Before my transition like most cis-men, I experienced hair loss. It was so bad that I could see my crown and had a prominent bald spot that I could no longer hide with a comb over. A lot of transwomen experience anxiety because of hair loss and I was the same. Early on in my transition, I had tried on my own fair share of cheap wigs and every time I was worried if the wig looked fake – which it did, at least to me.

It was Boxing day, 2014 when I realized for the first time, that it didn’t matter. I was living in Asheville at the time and was estranged from my family. I was spending Christmas alone. I was not in a relationship and there wasn’t really anyone I could talk to at the time. Severe depression peaks during the holidays every year (I wish I knew that from sort of Health psychology textbook but I know that from watching the first Lethal Weapon movie). I can understand why. When everyone is with their families and friends and you are all alone, it is a very hard thing to deal with.

To get myself out of my funk I went to downtown Asheville to watch a movie. I don’t remember which movie it was but I walked around and visited a restaurant after that. I was still feeling awful seeing everyone with their families. But it was then that it dawned on me. Everyone was busy with their own lives. No-one was looking at me and my lousy wig.

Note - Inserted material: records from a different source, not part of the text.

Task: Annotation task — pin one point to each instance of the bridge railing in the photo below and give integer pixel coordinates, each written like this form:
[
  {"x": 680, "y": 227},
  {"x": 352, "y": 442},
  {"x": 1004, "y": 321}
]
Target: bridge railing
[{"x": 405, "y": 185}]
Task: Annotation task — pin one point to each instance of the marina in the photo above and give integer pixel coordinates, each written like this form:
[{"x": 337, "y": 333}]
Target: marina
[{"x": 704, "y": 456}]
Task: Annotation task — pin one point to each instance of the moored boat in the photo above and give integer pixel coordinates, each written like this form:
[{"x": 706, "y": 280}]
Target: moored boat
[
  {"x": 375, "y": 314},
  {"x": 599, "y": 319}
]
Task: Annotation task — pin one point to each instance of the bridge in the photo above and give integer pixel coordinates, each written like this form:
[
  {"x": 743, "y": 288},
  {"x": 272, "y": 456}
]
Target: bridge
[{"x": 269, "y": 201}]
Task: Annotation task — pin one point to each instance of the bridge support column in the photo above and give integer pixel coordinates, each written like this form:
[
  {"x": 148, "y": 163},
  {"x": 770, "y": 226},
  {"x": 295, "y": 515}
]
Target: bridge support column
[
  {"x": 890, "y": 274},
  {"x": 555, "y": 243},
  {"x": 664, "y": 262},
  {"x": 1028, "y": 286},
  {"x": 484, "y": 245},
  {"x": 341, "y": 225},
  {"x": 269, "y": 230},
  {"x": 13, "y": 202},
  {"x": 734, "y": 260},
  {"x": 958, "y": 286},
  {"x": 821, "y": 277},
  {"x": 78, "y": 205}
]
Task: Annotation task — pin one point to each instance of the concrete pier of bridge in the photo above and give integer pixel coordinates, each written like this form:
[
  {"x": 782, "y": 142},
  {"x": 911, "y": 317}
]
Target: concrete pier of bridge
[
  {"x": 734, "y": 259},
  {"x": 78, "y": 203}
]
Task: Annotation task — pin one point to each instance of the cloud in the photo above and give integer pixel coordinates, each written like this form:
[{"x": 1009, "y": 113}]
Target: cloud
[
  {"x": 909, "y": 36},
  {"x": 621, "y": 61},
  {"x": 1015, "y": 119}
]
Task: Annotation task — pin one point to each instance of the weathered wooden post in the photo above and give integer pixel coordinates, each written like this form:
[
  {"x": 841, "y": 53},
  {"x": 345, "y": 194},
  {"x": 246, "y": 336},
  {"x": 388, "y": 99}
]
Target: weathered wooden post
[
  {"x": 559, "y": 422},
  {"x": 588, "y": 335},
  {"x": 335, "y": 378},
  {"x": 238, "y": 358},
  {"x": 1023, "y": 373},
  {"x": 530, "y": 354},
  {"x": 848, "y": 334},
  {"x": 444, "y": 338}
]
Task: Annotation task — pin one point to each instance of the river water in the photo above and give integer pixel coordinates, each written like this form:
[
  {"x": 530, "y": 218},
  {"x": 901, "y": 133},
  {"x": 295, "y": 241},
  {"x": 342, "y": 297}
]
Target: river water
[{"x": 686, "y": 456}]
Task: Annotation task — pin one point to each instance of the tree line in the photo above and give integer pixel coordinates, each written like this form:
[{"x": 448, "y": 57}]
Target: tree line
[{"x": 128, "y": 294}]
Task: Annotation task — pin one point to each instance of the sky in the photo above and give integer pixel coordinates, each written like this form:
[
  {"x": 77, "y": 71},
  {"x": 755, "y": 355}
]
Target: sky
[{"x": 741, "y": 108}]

Perhaps, it was an odd reaction to have but to me it was satisfying. I didn’t matter. I wasn’t attracting any attention. No-one cared about my wig other than me. I was a regular woman and that’s what I always wanted. If I didn’t draw attention to myself and stand out, I could make it through my transition. Thinking back, it was cold comfort, but it was what I needed.

Something that all transmen and women starting out on their journey should know that most people are too busy with their own lives to look at your hair or chest or body hair or anything else that makes you insecure. Unless they interact with you personally, they would probably not give you a second thought. This of course, does not apply to everyone. There are a lot of hateful people out there who may single you out for no fault of your own but hey, there are assholes everywhere and everyone cis and trans must deal with them.

Since that day, HRT filled up my bald spot a lot and I also had a hair transplant and other procedures to help with my hairline during my FFS. Strangely, though, I wear hair extensions quite often…like a lot of cis-women. Just goes to show you, although our journeys are different, deep down we are all the same.